ENEL ANSWERS QUESTIONS MADE BY THE PUBLIC AUTHORITY REGULATING SPANISH CAPITAL MARKETS (CNMV) REGARDING THE ACQUISITION OF 9.99% OF ENDESA

Rome, February 28, 2007 – With regards to the questions posed by the Comision Nacional del Mercado de Valores (CNMV), regarding the acquisition by Enel of a stake of 9.99% in Endesa’s share capital, Enel has provided the following answers:

1) Enel decided to buy Endesa shares through a resolution of the board of directors of the Parent Company which met yesterday afternoon, February 27.

Afterwards, the shares of Endesa were bought by a bank (UBS) mandated by Enel. The purchase order addressed to such bank was transmitted shortly after the board meeting, and UBS acquired 105,800,000 Endesa shares between 18:26 and 18:55 CET at a price of 39 euros per share.

According to a resolution adopted by the aforesaid board of directors of Enel, the purchase of the stake in Endesa was finalized today by Enel Energy Europe S.r.l., a wholly-owned subsidiary of Enel.

2) Enel has not stipulated yet any contract for derivatives, futures, equity swaps or any other financial instrument linked to Endesa shares. Enel reserves anyway to make use of such contracts in the future. 

3) As already stated in the note sent earlier today to CNMV, Enel doesn’t rule out the intention to acquire further shares of Endesa, bringing its stake up to 24.99% of the company’s share capital, subject to the authorization of the relevant Spanish Authority and to favourable market conditions.

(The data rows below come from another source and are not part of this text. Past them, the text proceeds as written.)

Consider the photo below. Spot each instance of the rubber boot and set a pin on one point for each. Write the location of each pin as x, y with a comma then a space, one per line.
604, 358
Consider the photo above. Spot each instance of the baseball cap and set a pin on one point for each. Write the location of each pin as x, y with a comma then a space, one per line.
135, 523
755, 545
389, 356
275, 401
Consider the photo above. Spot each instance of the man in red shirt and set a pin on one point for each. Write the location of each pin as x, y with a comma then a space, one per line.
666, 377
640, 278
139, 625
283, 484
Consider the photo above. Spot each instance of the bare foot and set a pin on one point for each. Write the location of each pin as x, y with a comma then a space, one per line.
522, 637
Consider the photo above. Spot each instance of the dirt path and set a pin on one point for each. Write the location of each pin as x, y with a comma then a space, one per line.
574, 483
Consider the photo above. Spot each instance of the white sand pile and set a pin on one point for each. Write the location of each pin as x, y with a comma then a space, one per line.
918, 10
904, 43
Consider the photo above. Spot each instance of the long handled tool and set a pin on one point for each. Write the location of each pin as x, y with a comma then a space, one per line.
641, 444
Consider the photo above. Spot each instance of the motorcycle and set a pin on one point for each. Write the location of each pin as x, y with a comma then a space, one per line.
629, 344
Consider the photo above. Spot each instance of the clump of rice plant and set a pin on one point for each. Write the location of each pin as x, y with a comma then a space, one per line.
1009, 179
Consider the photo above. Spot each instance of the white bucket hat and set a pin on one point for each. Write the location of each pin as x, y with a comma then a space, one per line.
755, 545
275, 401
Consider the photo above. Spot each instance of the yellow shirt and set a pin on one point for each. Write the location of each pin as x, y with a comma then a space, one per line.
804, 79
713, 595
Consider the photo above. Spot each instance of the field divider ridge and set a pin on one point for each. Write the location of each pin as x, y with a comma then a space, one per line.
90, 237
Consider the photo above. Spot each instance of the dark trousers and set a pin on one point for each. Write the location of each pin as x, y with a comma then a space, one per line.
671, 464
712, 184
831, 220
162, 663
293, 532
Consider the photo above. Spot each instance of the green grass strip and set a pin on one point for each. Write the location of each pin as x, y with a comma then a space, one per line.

4) Enel hasn’t yet adopted any decision concerning its participation to Endesa General Shareholders’ Meeting scheduled on March 20, 2007 and maintains all options open.

5) Neither Enel nor its executives have had any relation, written or oral, or have coordinated actions or have defined any written or oral pact with any of the significant Endesa shareholders.

6) Enel, which is present in Spain through its subsidiary Viesgo since January 8, 2002, has regular contacts with institutional bodies and regulators and their representatives as well as with other entities, both public and private, which are present in the Spanish energy market. This includes frequent trips to Spain of top Enel executives aimed to manage and develop the group’s activities in the country.

Specifically, during a last trip to Spain, on February 16th, Enel Chief Executive Fulvio Conti, accompanied by his assistant, Javier Anzola, along with Enel Viesgo Chief Executive, Miguel Antonianzas, met in Madrid the Industry Tourism and Commerce Minister Joan Clos, and subsequently, the Director of Oficina Econòmica of the President of the Government David Taguas.

The agenda of both meetings included a number of topics concerning Enel’s position in the Spanish market, and specifically the organic growth of Enel Viesgo Generacion, of Enel Viesgo Distribucion, and plans in the renewable energy sector (EUFER, which is 50% owned by Enel), the digital meter project and other matters (such as the consequences of the RDL 3/2006 and the procedures for abuse of dominant positions), regulatory matters, ect.

7) As of today, there is no decision on behalf of Enel about the E.On tender offer on Endesa currently underway.

8) The possibility and the intention of Enel to take part in the management of Endesa and in its managerial bodies will depend, obviously, on the relative size of the stake that Enel will be able to acquire in Endesa.